Similarly, while Chinese does not make use of articles, it has two unique word classes that are not found in English: Classifiers (量词) and particles (助词). Unlike English, classifiers are inserted between a number and a noun when describing a quantity in Chinese:
|A book, 2 cars, 3 houses||一本书，两辆车，三栋房子|
Particles are words that serve a grammatical function but do not fit into the main speech. While English also has particles (e.g. to fly), these words are usually words from existing word classes. In contrast, Chinese particles are words that are used specifically to express how actions are related to the flow of time, or how different components of a sentence relate to each other:
|He is eating lunch.||他正吃着午饭。|
|He has eaten lunch.||他吃了午饭。|
As shown above, the verb “to eat” in English has been conjugated to “is eating” and “has eaten” to indicate when the action is taking place. However, as Chinese words do not change their form, the Chinese word for “eat”, “吃 (chī)”, remains unchanged. Instead, particles such as “着(zhè)” and “了(lè)” are used to show tense.
Apart from the word classes that are unique to each language, perhaps the biggest difference between the two languages in terms of word classes is in the way adverbs—words that describe actions—are used.
|1. He left the room quickly.||他离开房间时去得匆匆。|
|2. He quickly left the room.||他匆匆地离开房间。|
Word order is more flexible in English. Hence, the adverb “quickly” can be placed before or after the verb (action word) without affecting the nature of the word itself. However, as word order is stricter in Chinese, adverbs generally have to be placed before the verb. In example 2, the corresponding adverb for “quickly”, “匆匆” (cōngcōng), is used correctly as an adverb. When placed after the verb, the word becomes an adjective instead, illustrating the strict position that adverbs have in general in Chinese.

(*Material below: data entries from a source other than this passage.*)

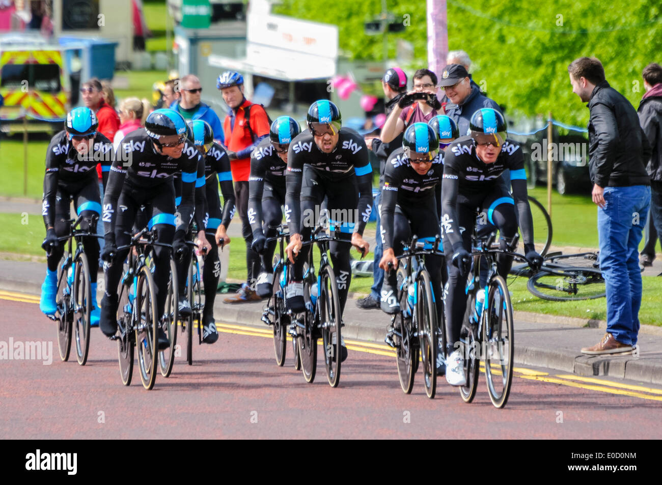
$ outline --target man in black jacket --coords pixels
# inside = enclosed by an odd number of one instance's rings
[[[639,121],[653,149],[648,160],[651,177],[651,211],[646,222],[645,244],[639,263],[650,266],[655,259],[655,244],[659,238],[662,244],[662,66],[654,62],[641,73],[645,94],[639,104]]]
[[[386,102],[387,114],[393,109],[398,101],[407,92],[407,75],[399,67],[391,67],[384,73],[381,80],[381,85],[384,90],[384,96],[388,101]],[[389,143],[382,143],[379,138],[366,138],[365,144],[369,150],[374,152],[379,158],[379,185],[384,178],[384,165],[386,160],[396,149],[402,145],[402,134],[401,133]],[[375,205],[377,210],[377,232],[375,244],[375,259],[373,264],[373,285],[370,288],[370,294],[363,298],[356,300],[356,306],[362,310],[379,308],[380,304],[379,292],[384,283],[384,270],[379,267],[379,261],[381,259],[381,237],[379,235],[381,220],[379,215],[379,203],[381,193],[377,193],[375,198]]]
[[[604,77],[595,58],[568,66],[573,92],[591,112],[589,169],[598,206],[600,269],[607,292],[607,332],[581,349],[591,355],[632,353],[639,333],[639,243],[651,204],[645,161],[651,148],[634,108]]]

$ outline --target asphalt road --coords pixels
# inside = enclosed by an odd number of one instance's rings
[[[276,366],[268,328],[224,326],[213,345],[194,344],[171,376],[145,390],[137,361],[120,380],[117,345],[93,329],[87,364],[62,362],[54,324],[33,296],[0,296],[0,438],[640,439],[662,437],[662,389],[650,384],[516,368],[506,407],[489,401],[481,375],[471,404],[444,378],[428,399],[420,375],[400,388],[393,353],[352,343],[338,388],[321,355],[315,382]],[[9,339],[52,343],[52,362],[7,359]],[[348,343],[350,342],[348,341]],[[288,351],[291,347],[288,345]],[[73,353],[73,349],[72,349]],[[46,356],[48,357],[48,356]],[[48,359],[46,359],[48,361]]]

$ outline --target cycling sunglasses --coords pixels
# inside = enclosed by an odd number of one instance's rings
[[[309,127],[313,136],[323,136],[327,133],[333,136],[340,130],[340,124],[336,121],[330,123],[310,123]]]
[[[273,150],[279,154],[287,154],[287,150],[289,148],[289,143],[274,143],[271,142],[271,146],[273,147]]]
[[[503,144],[505,136],[502,133],[476,133],[471,134],[474,143],[477,145],[492,145],[497,148]]]
[[[159,140],[156,142],[156,143],[159,145],[159,146],[161,146],[162,148],[174,148],[176,146],[181,145],[183,143],[184,143],[185,141],[186,141],[186,134],[184,133],[180,135],[179,136],[177,137],[175,140],[173,140],[174,138],[175,138],[174,136],[164,136],[160,138]],[[162,140],[164,141],[163,142],[161,141]],[[166,142],[166,140],[167,142]]]

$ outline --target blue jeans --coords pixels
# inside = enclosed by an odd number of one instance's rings
[[[381,285],[384,283],[384,270],[379,267],[379,261],[384,254],[381,247],[381,218],[379,216],[379,202],[381,201],[381,191],[375,196],[375,206],[377,208],[377,230],[375,232],[375,263],[373,265],[373,285],[370,288],[370,296],[377,301],[381,298]]]
[[[605,187],[604,197],[604,208],[598,208],[598,236],[607,292],[607,331],[621,343],[634,345],[641,304],[639,243],[651,206],[651,188]]]

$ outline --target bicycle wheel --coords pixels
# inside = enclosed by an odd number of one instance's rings
[[[154,386],[158,361],[158,320],[156,291],[149,267],[143,266],[138,275],[134,322],[136,322],[136,346],[140,380],[147,390]]]
[[[186,279],[186,293],[191,305],[191,316],[186,319],[186,361],[189,365],[193,364],[193,322],[195,316],[193,314],[193,262],[191,258],[189,263],[189,271]]]
[[[273,312],[273,351],[276,355],[276,364],[282,367],[285,363],[287,349],[287,331],[289,330],[289,317],[285,314],[285,302],[280,281],[282,269],[273,273],[273,290],[267,304],[268,308]]]
[[[536,251],[544,256],[549,250],[551,244],[551,219],[547,210],[534,197],[528,196],[529,206],[531,208],[531,215],[534,221],[534,243],[536,245]],[[519,251],[524,253],[524,239],[520,232]]]
[[[437,388],[437,308],[432,298],[430,275],[424,269],[416,281],[416,319],[418,341],[423,364],[423,384],[425,393],[432,399]]]
[[[161,318],[161,328],[170,341],[170,347],[159,352],[159,368],[161,375],[168,377],[172,372],[175,363],[175,346],[177,345],[177,321],[179,313],[179,288],[177,279],[177,266],[175,261],[170,259],[170,279],[167,282],[167,296],[166,297],[166,306],[164,316]]]
[[[473,309],[476,304],[475,294],[469,293],[467,300],[467,310],[465,311],[462,328],[460,330],[460,351],[464,358],[464,375],[467,383],[459,386],[459,394],[462,400],[469,403],[476,396],[478,388],[479,368],[480,367],[480,339],[478,335],[478,324],[470,320],[473,316]]]
[[[76,258],[75,271],[73,275],[72,294],[76,360],[81,365],[85,365],[87,362],[87,353],[89,351],[89,315],[92,312],[89,266],[85,253],[81,253]]]
[[[552,253],[545,257],[545,266],[551,268],[588,268],[600,271],[600,257],[597,252],[577,253],[574,254],[563,254],[562,253]]]
[[[398,270],[401,271],[401,270]],[[402,279],[406,278],[402,275]],[[411,394],[418,361],[418,349],[413,345],[411,313],[407,303],[407,288],[400,290],[400,312],[393,322],[393,341],[396,348],[396,362],[400,386],[406,394]]]
[[[342,352],[342,316],[340,314],[340,298],[336,285],[336,275],[330,265],[326,266],[320,275],[318,294],[317,305],[326,378],[331,387],[338,387],[340,382],[340,357]]]
[[[117,357],[120,363],[120,377],[122,378],[122,383],[125,386],[131,384],[131,378],[133,376],[133,349],[135,341],[131,326],[131,302],[128,297],[132,284],[133,278],[124,272],[117,288],[118,295],[117,326],[120,333],[117,339]]]
[[[310,285],[306,281],[303,285],[303,295],[306,299],[307,307],[310,302]],[[301,314],[303,316],[304,328],[299,328],[297,343],[299,345],[299,355],[301,359],[301,371],[307,382],[315,380],[317,370],[317,337],[314,336],[315,316],[307,309]]]
[[[487,391],[495,407],[502,408],[508,402],[512,383],[514,329],[510,295],[505,280],[500,276],[494,276],[490,280],[482,316]]]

Furthermore, English adverbs far outnumber Chinese adverbs. For every English adjective, a corresponding adverb can be formed by changing its form, e.g. happyàhappily, beautifulàbeautifully, etc. In contrast, as Chinese words are unable to change their form, the number of adverbs available is limited to words that describe frequency, range, etc.
Despite the seeming similarities between English and Chinese, there are still significant differences in terms of the word classes each languages possesses which has to be taken into account when translating between the two.